Todo lo dicho me conduce, a mi pesar, a la idea de que los pedagogos, si bien no somos culpables de nuestra imagen profesional en esa ceremonia de la confusión, somos sin duda responsables de cambiarla, particularmente en el marco de las “rivalidades” con docentes y psicólogos en el ámbito del sistema educativo. Creo sinceramente que nuestro enfoque para ese fin no puede ser el de vernos con la óptica del “apoyo a los alumnos para su integración”, sino el de la necesidad de “cambiar el sistema educativo” y asumir la diversidad como punto de partida, no como circunstancia adversa para el logro de la calidad educativa. Es necesaria más pedagogía para la docencia, tanto en las aulas de Primaria como en las de Secundaria, para que la aportación de los psicólogos sea menos necesaria cuando a un alumno se le presenta un escollo para su integración al sistema.
Y no quiero con este planteamiento restar un ápice a la fuerza de reivindicación necesaria para solicitar y reclamar al Ministerio de Trabajo, Hacienda, Ministerio de Educación, Consejerías autonómicas y cuantas instancias sea necesario, la equiparación de las condiciones laborales y profesionales de pedagogos y psicólogos (que ejercen funciones idénticas) y con ello liberar de una injusta carga a los colegas que ejercen en sus variados despachos el rol de “auxiliares para la integración en el sistema educativo y la gestión de la diversidad como riqueza individual de los alumnos”, sino favorecer la perspectiva de lo que nos permite ser profesiones distintas, especializadas desde su formación inicial, y merecedoras de reconocimiento por igual.
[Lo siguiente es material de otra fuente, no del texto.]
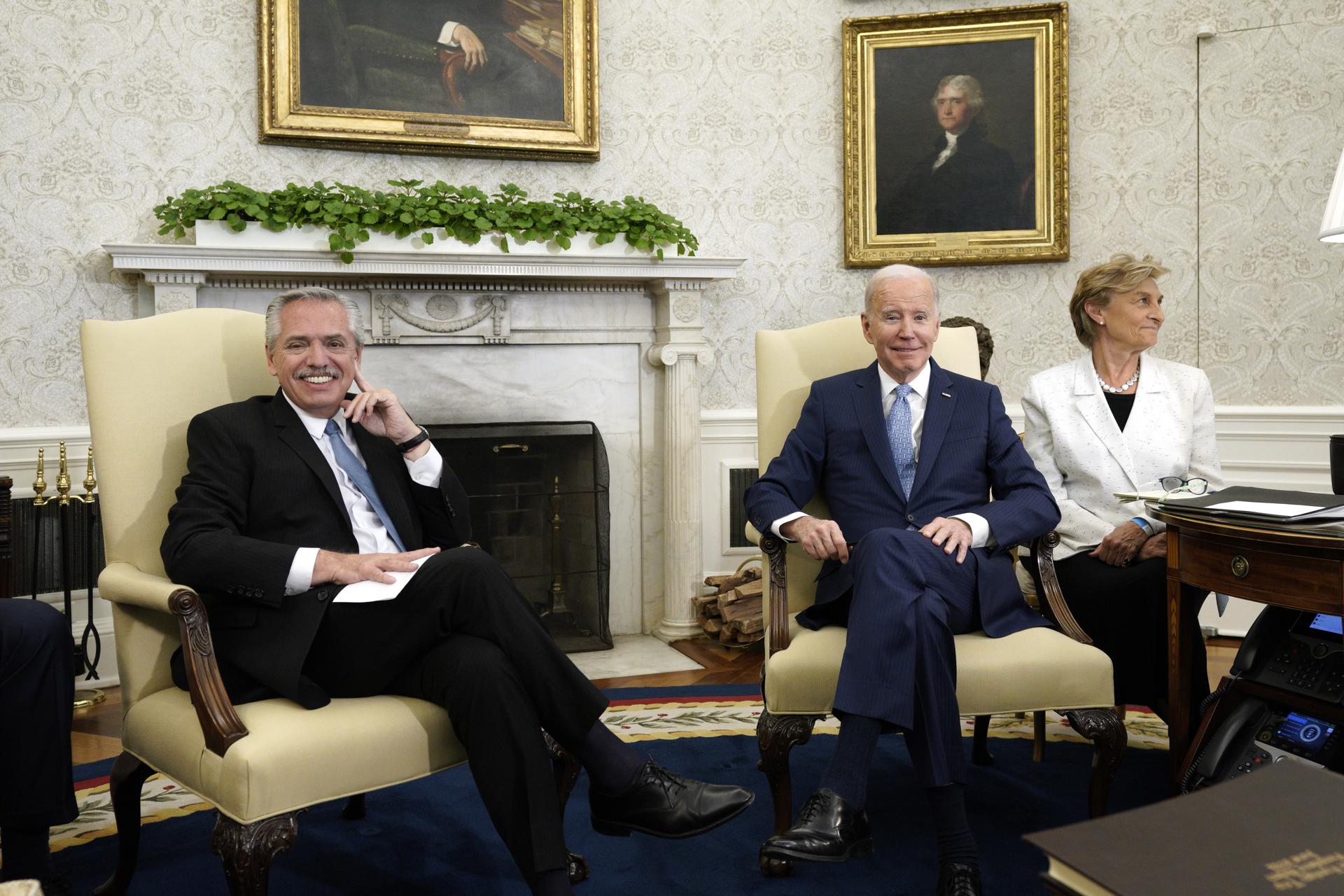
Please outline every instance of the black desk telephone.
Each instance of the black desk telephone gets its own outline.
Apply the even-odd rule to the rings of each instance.
[[[1344,736],[1336,723],[1293,708],[1293,695],[1322,703],[1344,700],[1344,638],[1340,617],[1266,607],[1246,634],[1234,680],[1285,692],[1282,700],[1245,696],[1200,750],[1187,775],[1193,786],[1227,780],[1277,762],[1336,768]]]

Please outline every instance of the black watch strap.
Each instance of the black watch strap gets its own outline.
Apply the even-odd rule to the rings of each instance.
[[[413,447],[415,447],[427,438],[429,438],[429,430],[426,430],[422,426],[419,433],[406,439],[405,442],[398,443],[396,450],[401,451],[402,454],[406,454],[407,451],[410,451]]]

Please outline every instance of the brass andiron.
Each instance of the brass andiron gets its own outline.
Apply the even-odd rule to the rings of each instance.
[[[51,497],[44,497],[42,493],[47,490],[47,481],[43,477],[43,450],[38,449],[38,478],[32,482],[32,506],[46,506],[52,501],[60,504],[62,506],[70,504],[71,501],[79,501],[81,504],[93,504],[94,494],[93,490],[98,488],[98,480],[93,478],[93,446],[89,446],[89,470],[85,473],[85,493],[83,494],[70,494],[70,470],[66,466],[66,443],[60,442],[60,470],[56,473],[56,493]]]
[[[65,613],[66,619],[70,618],[70,539],[71,539],[71,525],[69,516],[69,506],[71,502],[93,505],[98,496],[94,494],[94,489],[98,488],[98,480],[94,478],[93,472],[93,446],[89,446],[89,466],[85,472],[83,478],[83,494],[70,494],[70,469],[66,462],[66,443],[60,442],[60,467],[56,473],[56,493],[52,496],[43,494],[47,490],[47,481],[44,478],[44,458],[43,449],[38,449],[38,478],[32,482],[32,506],[34,506],[34,539],[32,539],[32,596],[38,596],[38,559],[39,548],[42,545],[40,532],[42,532],[42,514],[38,508],[43,508],[47,504],[55,504],[59,510],[60,517],[60,586],[65,592]],[[87,613],[85,614],[85,630],[83,637],[79,643],[74,643],[74,657],[75,657],[75,674],[87,672],[85,681],[95,680],[98,677],[97,668],[98,660],[102,656],[102,638],[98,635],[98,629],[93,623],[93,524],[97,508],[90,506],[87,513],[87,524],[85,529],[85,537],[89,544],[87,556],[87,579],[89,579],[89,602]],[[94,654],[93,660],[89,660],[89,639],[93,638]],[[74,635],[71,634],[71,641]],[[98,689],[75,690],[75,709],[83,709],[87,707],[94,707],[102,703],[106,695]]]

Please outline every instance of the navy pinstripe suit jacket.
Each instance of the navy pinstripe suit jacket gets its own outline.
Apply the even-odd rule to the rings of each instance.
[[[801,510],[820,490],[845,540],[883,528],[919,528],[934,517],[978,513],[996,547],[976,548],[977,596],[986,634],[1001,637],[1048,625],[1021,599],[1007,548],[1059,523],[1046,480],[1021,446],[999,387],[933,365],[919,463],[907,501],[887,442],[878,363],[812,384],[798,424],[747,490],[747,519],[761,532]],[[991,501],[993,496],[993,501]],[[800,617],[809,627],[844,618],[852,588],[848,567],[827,560],[817,602]]]
[[[406,549],[472,537],[466,493],[448,463],[439,488],[418,485],[390,441],[358,423],[351,431]],[[160,552],[169,578],[206,603],[230,696],[324,705],[301,673],[341,586],[286,595],[285,579],[300,547],[359,552],[331,465],[278,390],[198,414],[187,453]]]

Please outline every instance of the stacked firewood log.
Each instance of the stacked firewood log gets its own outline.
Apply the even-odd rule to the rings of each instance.
[[[758,567],[746,567],[732,575],[706,576],[712,592],[691,598],[700,627],[711,638],[727,645],[755,643],[765,637],[765,584]]]

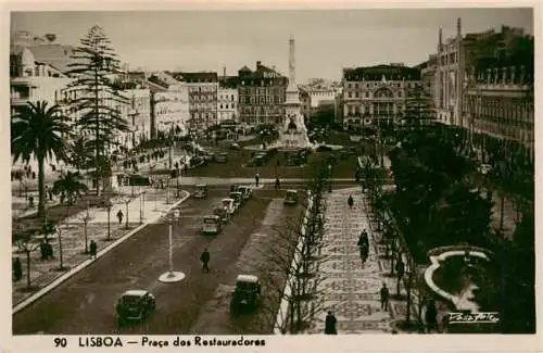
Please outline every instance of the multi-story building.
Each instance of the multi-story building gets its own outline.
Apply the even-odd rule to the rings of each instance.
[[[174,73],[172,76],[187,84],[189,128],[201,131],[217,125],[217,73]]]
[[[255,71],[240,68],[238,77],[240,122],[249,126],[281,124],[288,78],[260,61]]]
[[[28,48],[13,47],[10,53],[10,104],[12,114],[27,102],[62,104],[65,87],[73,79],[56,67],[36,60]]]
[[[438,97],[435,87],[435,70],[438,67],[437,61],[438,56],[435,54],[430,54],[427,61],[417,66],[420,70],[422,88],[432,97],[434,106],[438,105],[438,102],[435,101],[435,98]]]
[[[237,76],[226,76],[225,73],[218,79],[218,92],[217,92],[217,121],[219,124],[238,123],[238,77]]]
[[[466,127],[483,138],[503,140],[510,148],[523,146],[534,159],[533,62],[483,61],[472,67],[464,97]],[[484,142],[483,142],[484,143]]]
[[[334,116],[336,97],[339,89],[332,81],[323,78],[312,78],[307,85],[300,87],[302,114],[306,121],[319,113],[330,113]],[[302,93],[304,91],[305,93]]]
[[[462,34],[457,18],[456,36],[443,40],[439,31],[435,58],[435,108],[438,121],[447,125],[468,127],[463,114],[463,99],[471,67],[482,58],[502,58],[515,50],[518,40],[526,39],[523,29],[502,26],[501,31],[489,29],[476,34]]]
[[[186,83],[168,85],[168,89],[155,93],[155,122],[157,131],[180,131],[185,135],[190,121],[189,88]]]
[[[119,134],[119,142],[131,149],[151,138],[151,91],[148,88],[125,89],[121,92],[127,100],[118,104],[121,117],[126,121],[129,131]]]
[[[343,70],[343,127],[393,127],[404,119],[409,89],[420,71],[403,64]]]

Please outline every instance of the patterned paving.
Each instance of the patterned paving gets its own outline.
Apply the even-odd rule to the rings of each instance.
[[[354,206],[346,200],[352,194]],[[338,333],[390,332],[391,314],[380,308],[379,290],[383,281],[392,292],[389,281],[381,276],[378,254],[375,252],[368,219],[364,213],[363,194],[358,188],[336,190],[326,196],[327,228],[321,252],[327,256],[319,272],[323,281],[318,290],[325,311],[314,317],[308,333],[323,333],[327,311],[338,319]],[[362,264],[358,236],[366,228],[369,234],[369,256]],[[386,265],[384,265],[386,266]]]

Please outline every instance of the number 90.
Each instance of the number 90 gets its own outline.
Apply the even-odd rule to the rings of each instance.
[[[54,346],[66,346],[67,345],[67,341],[65,338],[59,338],[56,337],[54,339]]]

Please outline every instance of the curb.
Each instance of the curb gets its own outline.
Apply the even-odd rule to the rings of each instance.
[[[187,200],[190,197],[190,192],[185,191],[185,190],[182,190],[182,192],[185,192],[186,196],[182,197],[177,202],[171,204],[169,207],[167,207],[164,212],[169,212],[171,210],[175,209],[177,205],[179,205],[180,203],[182,203],[185,200]],[[21,303],[18,303],[17,305],[15,305],[12,308],[12,315],[18,313],[20,311],[22,311],[26,306],[30,305],[31,303],[34,303],[35,301],[37,301],[38,299],[40,299],[41,297],[46,295],[51,290],[53,290],[59,285],[61,285],[63,281],[65,281],[70,277],[74,276],[75,274],[77,274],[81,269],[86,268],[87,266],[89,266],[90,264],[92,264],[94,261],[97,261],[98,259],[102,257],[104,254],[106,254],[110,251],[112,251],[113,249],[115,249],[118,244],[121,244],[122,242],[124,242],[125,240],[127,240],[128,238],[130,238],[131,236],[134,236],[135,234],[137,234],[138,231],[140,231],[141,229],[143,229],[144,227],[147,227],[148,225],[156,222],[161,217],[162,217],[162,215],[159,215],[159,216],[156,216],[156,217],[154,217],[152,219],[149,219],[147,223],[144,223],[144,224],[142,224],[142,225],[134,228],[128,234],[124,235],[123,237],[118,238],[117,240],[113,241],[108,247],[105,247],[101,251],[99,251],[97,253],[96,259],[88,259],[88,260],[81,262],[76,267],[72,268],[71,270],[68,270],[64,275],[60,276],[59,278],[56,278],[55,280],[53,280],[52,282],[50,282],[49,285],[47,285],[46,287],[43,287],[42,289],[40,289],[39,291],[37,291],[36,293],[34,293],[33,295],[28,297],[27,299],[25,299],[24,301],[22,301]]]

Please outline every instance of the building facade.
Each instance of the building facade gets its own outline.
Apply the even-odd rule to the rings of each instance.
[[[127,149],[131,149],[142,141],[151,138],[151,91],[138,87],[121,92],[127,100],[126,104],[118,104],[121,117],[130,128],[129,131],[119,134],[119,141]]]
[[[197,131],[217,125],[217,73],[175,73],[189,93],[189,128]]]
[[[238,89],[219,87],[217,92],[217,121],[238,122]]]
[[[154,118],[157,131],[172,129],[185,135],[190,121],[189,87],[186,83],[168,85],[154,94]]]
[[[456,21],[455,37],[443,40],[440,29],[434,80],[438,121],[468,128],[469,119],[463,112],[463,100],[471,67],[481,59],[507,55],[515,50],[518,40],[526,37],[522,28],[508,26],[502,26],[500,31],[489,29],[463,36],[460,18]]]
[[[10,55],[10,104],[16,113],[27,102],[47,101],[62,104],[67,99],[65,87],[72,78],[56,67],[39,62],[27,48],[13,48]]]
[[[243,66],[239,77],[240,122],[249,126],[279,125],[285,117],[287,77],[256,62],[256,70]]]
[[[438,56],[435,54],[430,54],[426,62],[418,65],[418,68],[420,68],[420,84],[425,91],[432,97],[434,106],[438,106],[435,86],[437,60]]]
[[[403,65],[343,70],[345,129],[393,127],[404,118],[408,90],[420,85],[420,71]]]
[[[470,133],[497,138],[506,144],[517,142],[533,161],[533,66],[479,66],[469,79],[463,113]]]

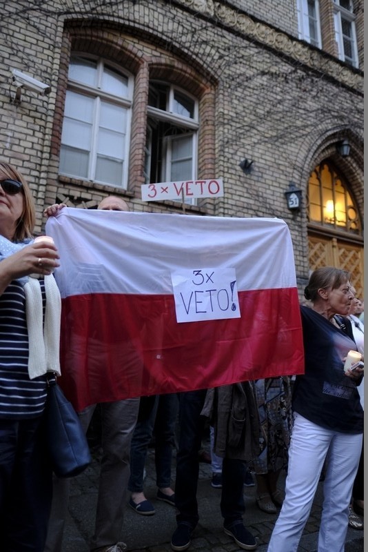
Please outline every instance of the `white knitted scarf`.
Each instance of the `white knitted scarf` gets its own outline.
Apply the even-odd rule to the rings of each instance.
[[[61,299],[55,279],[45,276],[46,307],[43,324],[42,294],[38,279],[29,277],[24,286],[28,331],[28,374],[30,379],[47,372],[60,372]]]
[[[26,247],[33,241],[26,238],[14,243],[0,235],[0,261]],[[55,372],[60,375],[60,321],[61,299],[54,277],[45,276],[46,307],[43,324],[42,293],[38,278],[39,275],[30,275],[18,278],[25,293],[25,316],[28,331],[30,378]]]

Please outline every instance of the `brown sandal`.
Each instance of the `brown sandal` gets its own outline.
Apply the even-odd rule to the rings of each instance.
[[[260,510],[266,513],[276,513],[276,507],[268,493],[263,493],[256,497],[257,506]]]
Creo que, si los pedagogos nos reivindicamos tratando de emular a nuestros competidores, no sólo perderemos la batalla por disputarla en condiciones desiguales, sino que habremos perdido nuestra propia identidad profesional. Y esto no es aplicable sólo a los que optamos por la pedagogía para la docencia, que a mi juicio deberíamos identificarnos como técnicos superiores en el eje del sistema educativo (prefiero llamarlo sistema escolar), sino en los otros ámbitos que señalaba al principio, los que en algún momento han sido englobados bajo el término “pedagogía extramuros”: la empresa, la prisión, el hospital, la Editorial de textos curriculares, la Residencia… en fin, en el amplísimo campo de las Ciencias de la Educación. Prefiero llamarlo simplemente PEDAGOGÍA.
Nota: el editor de Word en línea no admite subrayado sobre imágenes, así que enumero las materias del expediente a las que me he referido:
Pedagogía general, Pedagogía experimental, Filosofía de la educación, Pedagogía diferencial, Historia de la educación, Didáctica General, Didáctica Especial, Didáctica de la expresión matemática y lingüística y Medios de comunicación social.